Haley também criticou o que ela descreveu como uma cultura de negatividade nos Estados Unidos.

"Uma auto-aversão varreu nosso país. Está na sala de aula, na sala de reuniões e nos bastidores do governo. Todos os dias nos dizem que a América é imperfeita, podre e cheia de ódio", disse Haley. "O povo americano sabe melhor. Meus pais imigrantes sabem melhor.
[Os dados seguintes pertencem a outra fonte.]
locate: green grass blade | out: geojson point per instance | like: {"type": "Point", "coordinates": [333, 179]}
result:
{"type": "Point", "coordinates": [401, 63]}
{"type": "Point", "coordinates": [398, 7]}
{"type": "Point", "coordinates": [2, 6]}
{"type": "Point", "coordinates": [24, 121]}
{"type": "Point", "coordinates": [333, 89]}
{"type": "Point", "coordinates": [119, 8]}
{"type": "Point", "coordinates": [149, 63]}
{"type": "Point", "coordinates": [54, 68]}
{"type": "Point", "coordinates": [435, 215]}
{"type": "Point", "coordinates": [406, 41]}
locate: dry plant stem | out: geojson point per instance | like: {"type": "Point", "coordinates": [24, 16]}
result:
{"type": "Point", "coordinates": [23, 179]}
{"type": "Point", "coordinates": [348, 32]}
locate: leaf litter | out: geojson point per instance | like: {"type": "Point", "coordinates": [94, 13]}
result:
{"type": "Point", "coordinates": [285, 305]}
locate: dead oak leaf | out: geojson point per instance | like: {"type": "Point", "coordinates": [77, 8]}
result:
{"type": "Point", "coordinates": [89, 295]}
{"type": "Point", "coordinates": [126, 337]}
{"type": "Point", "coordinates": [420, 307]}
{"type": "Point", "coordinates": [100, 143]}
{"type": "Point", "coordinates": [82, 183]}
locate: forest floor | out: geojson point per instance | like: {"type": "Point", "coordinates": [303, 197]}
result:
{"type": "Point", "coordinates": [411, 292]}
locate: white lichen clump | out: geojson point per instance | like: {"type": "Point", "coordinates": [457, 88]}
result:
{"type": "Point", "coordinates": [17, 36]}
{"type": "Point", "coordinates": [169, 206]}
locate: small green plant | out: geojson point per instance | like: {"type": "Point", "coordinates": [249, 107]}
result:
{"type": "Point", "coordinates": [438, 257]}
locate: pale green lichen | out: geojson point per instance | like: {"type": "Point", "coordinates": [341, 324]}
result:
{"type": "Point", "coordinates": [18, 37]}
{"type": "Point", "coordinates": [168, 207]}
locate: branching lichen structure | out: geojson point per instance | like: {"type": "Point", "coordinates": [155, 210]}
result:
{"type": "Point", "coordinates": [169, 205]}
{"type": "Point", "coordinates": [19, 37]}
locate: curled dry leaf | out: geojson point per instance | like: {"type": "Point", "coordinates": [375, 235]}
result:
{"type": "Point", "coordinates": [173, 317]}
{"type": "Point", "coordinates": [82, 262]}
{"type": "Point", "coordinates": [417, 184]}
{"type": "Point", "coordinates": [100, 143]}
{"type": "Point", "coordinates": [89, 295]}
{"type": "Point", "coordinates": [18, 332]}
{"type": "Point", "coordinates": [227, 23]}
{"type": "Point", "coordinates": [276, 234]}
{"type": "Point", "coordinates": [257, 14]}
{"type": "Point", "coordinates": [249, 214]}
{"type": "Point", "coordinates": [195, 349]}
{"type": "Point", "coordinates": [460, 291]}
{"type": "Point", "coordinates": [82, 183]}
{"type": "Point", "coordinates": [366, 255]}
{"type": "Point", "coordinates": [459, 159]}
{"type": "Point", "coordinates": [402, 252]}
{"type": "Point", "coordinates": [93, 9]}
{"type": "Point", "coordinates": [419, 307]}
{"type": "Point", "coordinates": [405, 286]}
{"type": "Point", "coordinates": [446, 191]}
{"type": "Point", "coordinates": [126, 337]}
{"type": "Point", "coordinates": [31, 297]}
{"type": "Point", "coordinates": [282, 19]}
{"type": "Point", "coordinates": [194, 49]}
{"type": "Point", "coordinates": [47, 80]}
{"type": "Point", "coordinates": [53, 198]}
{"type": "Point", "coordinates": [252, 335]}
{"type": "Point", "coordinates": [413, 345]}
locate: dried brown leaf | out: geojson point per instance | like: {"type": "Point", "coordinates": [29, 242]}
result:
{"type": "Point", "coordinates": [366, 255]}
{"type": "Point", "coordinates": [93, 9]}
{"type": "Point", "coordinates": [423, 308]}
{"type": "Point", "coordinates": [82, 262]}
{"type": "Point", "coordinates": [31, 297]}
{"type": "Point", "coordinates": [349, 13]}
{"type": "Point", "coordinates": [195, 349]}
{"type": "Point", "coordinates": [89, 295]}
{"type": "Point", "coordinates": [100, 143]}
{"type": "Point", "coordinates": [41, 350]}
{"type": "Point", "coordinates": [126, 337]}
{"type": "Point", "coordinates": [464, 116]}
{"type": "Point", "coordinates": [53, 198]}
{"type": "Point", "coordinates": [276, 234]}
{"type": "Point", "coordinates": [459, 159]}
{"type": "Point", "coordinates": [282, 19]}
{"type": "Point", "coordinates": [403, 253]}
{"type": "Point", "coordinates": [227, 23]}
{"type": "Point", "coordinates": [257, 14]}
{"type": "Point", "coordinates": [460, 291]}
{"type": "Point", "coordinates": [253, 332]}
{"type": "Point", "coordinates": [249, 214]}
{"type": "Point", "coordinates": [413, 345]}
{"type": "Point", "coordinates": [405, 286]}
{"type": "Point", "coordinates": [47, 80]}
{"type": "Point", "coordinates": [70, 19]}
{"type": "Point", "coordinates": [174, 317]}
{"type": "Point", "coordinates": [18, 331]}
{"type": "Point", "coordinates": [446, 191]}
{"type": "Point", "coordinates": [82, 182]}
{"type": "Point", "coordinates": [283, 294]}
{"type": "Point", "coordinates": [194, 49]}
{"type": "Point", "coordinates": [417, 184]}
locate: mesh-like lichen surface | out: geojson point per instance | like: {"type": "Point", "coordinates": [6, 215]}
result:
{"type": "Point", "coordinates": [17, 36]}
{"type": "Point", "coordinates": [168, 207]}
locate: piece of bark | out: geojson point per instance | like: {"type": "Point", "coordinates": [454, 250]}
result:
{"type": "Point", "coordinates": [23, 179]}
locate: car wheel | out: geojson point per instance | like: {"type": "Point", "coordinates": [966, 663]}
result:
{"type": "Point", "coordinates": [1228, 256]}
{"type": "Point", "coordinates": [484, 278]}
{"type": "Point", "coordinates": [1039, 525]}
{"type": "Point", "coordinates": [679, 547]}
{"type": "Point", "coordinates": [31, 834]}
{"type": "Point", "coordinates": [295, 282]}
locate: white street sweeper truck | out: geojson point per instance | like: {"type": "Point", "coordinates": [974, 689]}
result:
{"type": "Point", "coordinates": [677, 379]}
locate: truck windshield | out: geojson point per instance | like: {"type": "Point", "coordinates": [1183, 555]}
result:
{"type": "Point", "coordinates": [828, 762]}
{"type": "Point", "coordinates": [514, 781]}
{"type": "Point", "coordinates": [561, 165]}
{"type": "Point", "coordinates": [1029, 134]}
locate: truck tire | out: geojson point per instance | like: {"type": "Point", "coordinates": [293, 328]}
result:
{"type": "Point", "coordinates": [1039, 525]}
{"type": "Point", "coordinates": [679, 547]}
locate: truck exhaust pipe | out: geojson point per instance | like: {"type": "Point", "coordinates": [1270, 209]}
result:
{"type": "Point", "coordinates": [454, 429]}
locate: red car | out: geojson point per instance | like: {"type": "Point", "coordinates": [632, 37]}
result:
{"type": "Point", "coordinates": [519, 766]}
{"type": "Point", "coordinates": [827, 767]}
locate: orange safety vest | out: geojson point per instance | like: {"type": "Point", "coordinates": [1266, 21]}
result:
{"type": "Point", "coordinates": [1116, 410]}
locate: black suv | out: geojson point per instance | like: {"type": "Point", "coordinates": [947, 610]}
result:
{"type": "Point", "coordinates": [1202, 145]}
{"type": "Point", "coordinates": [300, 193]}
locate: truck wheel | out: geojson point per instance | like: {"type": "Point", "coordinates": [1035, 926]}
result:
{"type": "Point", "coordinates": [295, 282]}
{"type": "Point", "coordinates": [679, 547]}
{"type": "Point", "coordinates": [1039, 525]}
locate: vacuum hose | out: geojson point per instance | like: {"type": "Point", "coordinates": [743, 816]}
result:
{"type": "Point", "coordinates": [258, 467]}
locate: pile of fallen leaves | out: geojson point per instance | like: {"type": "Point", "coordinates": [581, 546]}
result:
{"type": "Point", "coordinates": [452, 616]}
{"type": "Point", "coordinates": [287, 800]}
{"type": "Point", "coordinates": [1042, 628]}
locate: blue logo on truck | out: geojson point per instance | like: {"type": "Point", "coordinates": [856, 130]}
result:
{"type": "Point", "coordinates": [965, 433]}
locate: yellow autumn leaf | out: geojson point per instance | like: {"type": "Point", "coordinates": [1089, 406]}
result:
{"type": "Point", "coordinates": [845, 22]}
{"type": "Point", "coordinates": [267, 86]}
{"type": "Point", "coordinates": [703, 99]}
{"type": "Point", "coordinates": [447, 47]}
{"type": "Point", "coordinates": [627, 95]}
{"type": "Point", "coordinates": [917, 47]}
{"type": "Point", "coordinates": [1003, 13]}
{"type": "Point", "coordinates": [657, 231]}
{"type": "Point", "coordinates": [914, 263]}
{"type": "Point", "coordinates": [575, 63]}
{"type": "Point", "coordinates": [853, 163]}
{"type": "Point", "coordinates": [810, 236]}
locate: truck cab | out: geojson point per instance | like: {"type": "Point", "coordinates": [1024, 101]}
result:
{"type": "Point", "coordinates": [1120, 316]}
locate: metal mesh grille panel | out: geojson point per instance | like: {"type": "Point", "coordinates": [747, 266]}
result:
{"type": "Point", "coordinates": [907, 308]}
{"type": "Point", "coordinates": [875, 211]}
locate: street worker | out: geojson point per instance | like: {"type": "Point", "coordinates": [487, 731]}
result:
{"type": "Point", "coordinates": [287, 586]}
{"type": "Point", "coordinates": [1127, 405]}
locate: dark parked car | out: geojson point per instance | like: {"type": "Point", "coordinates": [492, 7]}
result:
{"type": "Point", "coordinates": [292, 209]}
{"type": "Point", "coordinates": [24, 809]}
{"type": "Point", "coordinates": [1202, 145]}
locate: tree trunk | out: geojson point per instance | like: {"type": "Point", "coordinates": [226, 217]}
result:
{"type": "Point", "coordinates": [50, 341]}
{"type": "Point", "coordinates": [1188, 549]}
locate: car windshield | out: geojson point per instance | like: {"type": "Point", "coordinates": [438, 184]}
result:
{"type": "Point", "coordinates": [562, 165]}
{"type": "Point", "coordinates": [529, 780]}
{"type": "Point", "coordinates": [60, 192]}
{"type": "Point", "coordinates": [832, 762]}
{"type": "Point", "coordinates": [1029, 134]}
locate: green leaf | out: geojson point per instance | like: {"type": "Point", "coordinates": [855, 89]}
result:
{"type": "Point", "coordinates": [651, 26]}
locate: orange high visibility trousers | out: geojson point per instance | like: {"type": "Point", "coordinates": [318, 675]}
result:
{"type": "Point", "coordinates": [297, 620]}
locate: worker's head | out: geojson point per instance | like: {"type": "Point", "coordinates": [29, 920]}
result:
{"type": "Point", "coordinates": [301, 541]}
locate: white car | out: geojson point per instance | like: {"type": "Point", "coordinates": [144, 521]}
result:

E acredite em mim, a primeira governadora minoritária da história: a América não é um país racista."

O republicano da Carolina do Sul, Ralph Norman, membro do conservador Freedom Caucus da Câmara dos Representantes dos Estados Unidos, que foi um fiel aliado de Trump durante sua presidência, apoiou Haley para presidente e elogiou o que descreveu como seu comportamento calmo.

"Mas pessoal, não se deixe enganar por esse comportamento calmo. Nikki será uma líder com mão de ferro em uma luva de veludo", disse ele aos apoiadores de Haley em seu evento de campanha em Charleston.

Haley disse que se os republicanos estavam cansados ​​de perder, deveriam confiar em uma nova geração.

"Perdemos o voto popular em sete das últimas oito eleições presidenciais. Nossa causa está certa, mas não conseguimos ganhar a confiança da maioria dos americanos", disse Haley.

Haley recebeu atenção nacional em 2015 quando, como governadora, pediu a remoção da bandeira de batalha confederada do capitólio do estado após o assassinato de nove fiéis negros pelo supremacista branco Dylann Roof.

Mais tarde, porém, ela atraiu críticas em uma entrevista de 2019, quando disse que a bandeira representa "serviço, sacrifício e herança", acrescentando que seu significado foi sequestrado por Roof.

Se ela vencer, ela será a primeira candidata presidencial republicana não branca ou feminina.